Although many believe the striking difference in taste between commercial and home grown poultry relies solely on freshness, the ‘time to market’ is not always the culprit. An increase in awareness on commercial food packers’ care and feeding practices of live poultry, and not just the processing and distribution, has a lot to do with the quality of the end product.
The last distasteful statement isn’t made from a purely humanitarian stance. I firmly believe that an animal’s stress level affects not just the taste, but the nutrient value of the end product. We, in turn, ingest all those stress induced hormones when we consume the poultry. I have not found a study or results to prove this statement but I truly believe we’ll be seeing evidence of this in the near future.
What’s Needed to Raise Chickens
You’ll need a coop or outbuilding of some sort, plus a protected run to keep them safe from predators and extreme weather.
If you start out with young or day old birds you may also need a heat lamp until they’re well established.
The breed of chicken you get may be determined by a number of factors. Do you want egg layers, dual purpose or strictly a meat bird? If you’re raising egg layers there are a multitude of breeds to choose from. I choose the large black varieties because our hobby farm is in Northern Canada. The larger my hens are, and the more they attract the sunlight based on their color, the easier it is to keep them warm.
Wherever we’ve been located over the years however, I’ve always snooped around, talked to the locals and found out what works best for them. If you’re shy and don’t approach strangers easily, ask at the feed store.
How to Start Raising Chickens
You can start with day old chicks or started birds. If you have a country auction house nearby you can also start with birds ready to lay or be finished off for the freezer. Please don’t be startled when I say ‘finished off’ – it simply means that you put the last bit of goodness into your meat birds a few weeks before they’re put into the freezer.

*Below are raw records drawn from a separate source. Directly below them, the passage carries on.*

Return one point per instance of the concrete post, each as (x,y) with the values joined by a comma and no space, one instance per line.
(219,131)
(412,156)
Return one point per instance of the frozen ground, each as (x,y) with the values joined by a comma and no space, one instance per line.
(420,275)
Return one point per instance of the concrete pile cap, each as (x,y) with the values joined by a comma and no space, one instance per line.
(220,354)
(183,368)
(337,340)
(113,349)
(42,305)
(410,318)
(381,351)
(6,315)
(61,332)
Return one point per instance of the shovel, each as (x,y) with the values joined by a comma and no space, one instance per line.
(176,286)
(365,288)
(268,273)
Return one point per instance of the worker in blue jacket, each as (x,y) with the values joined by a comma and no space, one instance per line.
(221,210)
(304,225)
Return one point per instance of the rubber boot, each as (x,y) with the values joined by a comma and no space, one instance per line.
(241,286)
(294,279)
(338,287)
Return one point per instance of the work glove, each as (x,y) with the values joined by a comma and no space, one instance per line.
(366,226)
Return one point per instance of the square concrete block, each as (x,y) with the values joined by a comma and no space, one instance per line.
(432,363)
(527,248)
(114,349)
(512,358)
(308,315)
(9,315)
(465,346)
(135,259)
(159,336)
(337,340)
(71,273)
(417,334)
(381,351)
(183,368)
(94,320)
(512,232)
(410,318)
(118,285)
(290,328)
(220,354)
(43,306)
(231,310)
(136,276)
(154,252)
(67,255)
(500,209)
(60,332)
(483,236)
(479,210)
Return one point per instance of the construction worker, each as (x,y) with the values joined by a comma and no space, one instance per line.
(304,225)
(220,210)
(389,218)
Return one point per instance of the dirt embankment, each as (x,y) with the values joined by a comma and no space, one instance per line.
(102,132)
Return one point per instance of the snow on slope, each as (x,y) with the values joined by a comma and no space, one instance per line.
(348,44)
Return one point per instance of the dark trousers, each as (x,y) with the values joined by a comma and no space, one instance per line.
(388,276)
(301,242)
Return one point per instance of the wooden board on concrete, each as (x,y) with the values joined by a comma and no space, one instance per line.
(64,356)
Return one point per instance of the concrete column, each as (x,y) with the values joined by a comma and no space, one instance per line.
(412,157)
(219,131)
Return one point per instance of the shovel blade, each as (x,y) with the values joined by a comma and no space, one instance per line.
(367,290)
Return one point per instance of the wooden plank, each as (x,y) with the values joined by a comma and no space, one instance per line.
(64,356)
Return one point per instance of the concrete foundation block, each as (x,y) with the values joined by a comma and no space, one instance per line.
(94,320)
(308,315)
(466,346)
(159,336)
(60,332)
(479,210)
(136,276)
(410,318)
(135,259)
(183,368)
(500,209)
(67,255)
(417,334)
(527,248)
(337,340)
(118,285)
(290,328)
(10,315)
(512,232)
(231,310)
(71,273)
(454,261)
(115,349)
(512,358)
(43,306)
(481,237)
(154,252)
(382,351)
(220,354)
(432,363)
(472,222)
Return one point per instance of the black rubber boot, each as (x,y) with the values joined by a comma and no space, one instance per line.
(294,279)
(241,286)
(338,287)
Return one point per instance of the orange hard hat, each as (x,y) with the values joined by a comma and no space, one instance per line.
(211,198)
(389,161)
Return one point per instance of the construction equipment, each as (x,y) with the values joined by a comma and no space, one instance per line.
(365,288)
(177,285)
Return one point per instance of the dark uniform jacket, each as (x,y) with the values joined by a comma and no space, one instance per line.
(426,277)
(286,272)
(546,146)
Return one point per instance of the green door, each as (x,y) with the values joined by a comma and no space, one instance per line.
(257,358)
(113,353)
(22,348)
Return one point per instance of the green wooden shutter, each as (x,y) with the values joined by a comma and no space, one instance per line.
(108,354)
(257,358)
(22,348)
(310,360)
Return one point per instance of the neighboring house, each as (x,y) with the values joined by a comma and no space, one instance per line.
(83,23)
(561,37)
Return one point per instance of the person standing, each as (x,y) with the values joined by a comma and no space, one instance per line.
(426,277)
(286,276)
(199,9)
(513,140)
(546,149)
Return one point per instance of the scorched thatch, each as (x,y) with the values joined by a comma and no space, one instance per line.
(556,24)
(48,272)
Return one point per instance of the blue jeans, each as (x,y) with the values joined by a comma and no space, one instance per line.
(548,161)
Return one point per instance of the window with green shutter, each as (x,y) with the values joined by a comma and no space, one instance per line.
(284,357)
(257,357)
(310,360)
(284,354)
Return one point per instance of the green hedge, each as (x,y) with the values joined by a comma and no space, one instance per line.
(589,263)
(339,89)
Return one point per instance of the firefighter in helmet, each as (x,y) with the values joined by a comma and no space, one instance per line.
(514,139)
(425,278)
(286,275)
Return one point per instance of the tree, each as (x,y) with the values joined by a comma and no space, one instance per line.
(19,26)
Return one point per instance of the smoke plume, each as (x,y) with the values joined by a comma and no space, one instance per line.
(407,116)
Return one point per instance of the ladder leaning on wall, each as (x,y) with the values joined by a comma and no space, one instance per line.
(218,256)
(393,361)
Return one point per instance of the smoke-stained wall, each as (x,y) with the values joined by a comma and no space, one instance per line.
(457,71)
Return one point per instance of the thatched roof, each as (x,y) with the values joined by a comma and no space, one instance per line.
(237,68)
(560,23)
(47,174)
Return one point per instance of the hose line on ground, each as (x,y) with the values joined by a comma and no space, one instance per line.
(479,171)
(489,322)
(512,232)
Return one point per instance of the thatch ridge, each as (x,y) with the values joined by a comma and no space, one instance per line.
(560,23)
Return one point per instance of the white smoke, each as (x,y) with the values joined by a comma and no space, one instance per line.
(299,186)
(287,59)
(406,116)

If you think you might like a large flock, or have a school aged child at home, or a home schooled child who is ready to learn about egg incubation, you can also buy fertilized eggs and hatch them yourself. This is really easy and is a great lesson.
Young chicks go into the coop, under a heat lamp with food and water at all times. You should check in on them many times throughout the day and adjust the lamp height, as well as ensure that none of the chicks have drowned themselves in inadequate watering bowls, etc. The temperature required is about 95 degrees for the first week of their lives. If your barn or coop is drafty, keep the chicks in a box (wood or even a large cardboard box) to ensure they aren’t being exposed to chilly breezes.
What To Feed Chickens?
Chicken feed comes in pellets, mash, crumble or scratch grain.
Scratch grain is the cheapest but not necessarily the best feed for your chickens. It won’t provide them with all the nutrients they need to keep them in top laying performance, but can be a nice treat on occasion. Feed in the form of pellets is the easiest and least wasteful of the others, but I often use a layer’s mash as it contains a higher level of calcium for the hens (which they need in the formation of egg shells).
How About A Rooster?
I guess I forgot to mention another reason people like raising chickens in the list above. For the sheer joy of hearing that country crowing from a rooster every morning!
Nature’s alarm clock comes early.
You don’t need a rooster (you probably also don’t want to be woken up 7 days a week at daybreak).
Even if you’re raising egg layers you still don’t need a rooster to get your hens to lay.
As a matter of fact it’s better not to have a rooster for your layers.
Roosters are forever mounting the hens and can be rough on the girls.
Sometimes roosters can be overly aggressive towards humans.
And, all your farm fresh eggs will be fertilized (which actually isn’t a big deal if you’re collecting and storing your eggs in the fridge every day.
So Tell Me Again, Why Raise Chickens?
Because it’s fun (or any of the other reasons above), as well as educational. There is actually a lot more to learn about raising chickens if you’re really interested.